The world of fashionable consumption has reached beyond TV advertising and overtaken the U.S. political scene, Chomsky said while referencing the 2002 election debacle. “There was a big surprise: no one seemed to care… They were doing regular polls of people’s attitude toward the election, and it turns out that on the eve of the election about 75 percent of the people thought of it as a farce…and they knew perfectly well that both Bush and Gore were being crafted to try and have a certain image. And if you look at the political entity, they say elections should be run on quality, not issues—because issues are dangerous… In fact, they [voters] could not figure out where candidates stood on issues… and it’s not because they’re [voters are] stupid, it’s because there’s no way to figure it out.”
This ties back into neo-liberal globalization because this form of globalization furthers the divide between the general populace and the decision-makers. Keeping the general populace uninterested is to the decision-makers’ advantage. With the increased disparity between the haves and have-nots, this aim is furthered. After all, Chomsky noted, “if you have two members of the family working fifty hours a week to try and maintain the standard of living they had in 1979, they won’t have time to get in your hair. They will drop out of the political arena.”
As attendees filed out the door, Chomsky was approached by several. Others grouped together to discuss his topics. After all, this presentation veered far from the typical Sloan lecture. Esteban Guerrero, LFM ’03, who organized the proseminar, considered a new viewpoint to be fundamental, as he is part of a group of students who are helping design a new course on globalization. He added, “The main idea was … to have someone who would have something completely different from what we would usually hear from business people. In general, people know that globalization has certain problems, but we were hoping to get a completely different perspective… I thought, there’s someone who definitely has something different to say.”

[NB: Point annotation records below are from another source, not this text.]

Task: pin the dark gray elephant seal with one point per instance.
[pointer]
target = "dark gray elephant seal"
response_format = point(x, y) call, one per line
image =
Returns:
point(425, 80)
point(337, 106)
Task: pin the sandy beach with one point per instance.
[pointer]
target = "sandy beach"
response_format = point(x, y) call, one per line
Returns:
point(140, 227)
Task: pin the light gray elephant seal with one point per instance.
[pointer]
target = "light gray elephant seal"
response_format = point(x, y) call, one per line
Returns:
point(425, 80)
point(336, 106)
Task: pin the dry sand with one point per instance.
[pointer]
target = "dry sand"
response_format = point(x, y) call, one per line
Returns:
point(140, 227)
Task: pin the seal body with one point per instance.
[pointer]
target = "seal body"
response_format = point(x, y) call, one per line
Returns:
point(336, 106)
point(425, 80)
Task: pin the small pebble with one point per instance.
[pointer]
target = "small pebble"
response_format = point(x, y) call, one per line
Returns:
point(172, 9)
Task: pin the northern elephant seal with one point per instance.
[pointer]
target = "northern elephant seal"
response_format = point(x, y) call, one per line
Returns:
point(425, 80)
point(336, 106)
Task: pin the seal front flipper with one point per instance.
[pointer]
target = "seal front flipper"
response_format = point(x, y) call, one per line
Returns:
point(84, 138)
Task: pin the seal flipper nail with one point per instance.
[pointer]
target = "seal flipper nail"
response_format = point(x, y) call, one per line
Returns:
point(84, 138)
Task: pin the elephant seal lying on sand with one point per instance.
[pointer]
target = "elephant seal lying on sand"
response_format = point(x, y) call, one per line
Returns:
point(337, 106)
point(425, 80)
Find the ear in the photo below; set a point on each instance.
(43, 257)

While the reception to Chomsky’s theories varied (and included plenty of polite disagreement), one reaction was universal: an impetus to dialogue about globalization. Guerrero talked to several people—including Chomsky—after the talk. He wasn’t alone, he said. “One of the students [I spoke to about the talk] said, ‘You know what, I don’t know if I believe in what he says, but at least that sparked a conversation between me and couple other friends. That made us think maybe we should go and read more and find out if it’s true or not.’”

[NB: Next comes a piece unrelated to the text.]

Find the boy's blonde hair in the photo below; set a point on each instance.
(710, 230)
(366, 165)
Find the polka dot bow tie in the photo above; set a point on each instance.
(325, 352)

Some in the audience, however, were quicker to reject his opinions, Blaine Paxton, LFM ’04, believed: “There were many parts of it where he was oversimplifying situations—oversimplifying his arguments I guess is a better way of putting it. Just to make his point…. There were some people who were, I could tell, were very uncomfortable with the content, I think because his opinions are very different from what we hear in the classes at Sloan normally.”
But again, for Guerrero, something different was the point. It never crossed his mind to have it any other way. “I was later surprised when someone said, ‘how are you able to bring Chomsky?’” he relayed. “It sounded like, ‘how are you able to surpass some sort of law we have against these kind of people?’ but I just asked and he said yes.”
And on that point, all agreed. As Blaine Paxton, LFM ’04, said, “I think it’s always good to have differing opinions; it challenges you. The strongest beliefs that people have are the ones that they don’t question. It’s the tacit assumptions that we all make, and he was definitely challenging a lot of tacit assumptions about democracy, markets, and global organizations.”